Preferences about taste and odor in drinking water vary widely.

However, some people may notice differences in City drinking water depending on several factors, including water source, time of year and temperature. 

Below are several frequently asked questions about City drinking water:


The City of Sacramento produces drinking water from two sources, surface water, such as the American and Sacramento rivers, and ground water wells that pump water from an underground layer of rock. 

Some customers may notice a change in taste when they receive treated water from a different source.

Why does my water taste or smell "earthy" or "musty"?

The City of Sacramento in late summer typically receives questions from customers about an "earthy" or "musty" taste and odor in their drinking water.

Before being treated, most drinking water in Sacramento is collected from the American and Sacramento rivers and more organic material is present in late summer.

The taste and odor are caused by those organic materials, which are not toxic or harmful.

People can detect one of those naturally occurring compounds, called Geosmin, at extremely low concentrations.

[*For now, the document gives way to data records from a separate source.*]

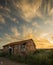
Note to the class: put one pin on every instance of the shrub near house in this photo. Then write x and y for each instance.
(20, 48)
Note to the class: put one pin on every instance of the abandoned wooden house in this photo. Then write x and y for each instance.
(21, 47)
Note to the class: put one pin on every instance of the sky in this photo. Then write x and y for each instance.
(26, 19)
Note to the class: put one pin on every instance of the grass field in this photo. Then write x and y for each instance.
(39, 57)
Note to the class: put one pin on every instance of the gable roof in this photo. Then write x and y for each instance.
(20, 42)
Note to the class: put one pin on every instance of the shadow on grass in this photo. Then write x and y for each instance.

Geosmin is also the compound that makes the air smell earthy after it rains.

The City's treatment process neutralizes the bacteria responsible for creating these compounds, but does not remove the compounds themselves.

  • WHAT TO DO: The water is safe to drink but if people find the taste unpleasant they can add lemon juice or chill their tap water before drinking.

Why does my water have a chlorine taste or smell? 

The City's treatment processes uses chlorine to neutralize harmful pathogens -- such as bacteria and parasites.

A small amount of chlorine in drinking water also helps to ensure the water remains clean as it travels in pipes to homes and businesses. 

Perception of a chlorine taste or odor can vary from person to person. It is also based on factors such as changes in source water or temperature. 

Chlorine dissipates over time and taste and odor are less pronounced in chilled water.

Chlorine levels are monitored 365 days a year.

  • WHAT TO DO: Chlorine taste and odor can be reduced by filling a pitcher with water and letting it sit. You can also put the pitcher in the refrigerator. 

Why is my water sometimes cloudy?

Typically, dissolved oxygen or air bubbles in your water can cause cloudy-looking water. There is no health risk. 
  • WHAT TO DO: Let your water sit so the air bubbles dissipate.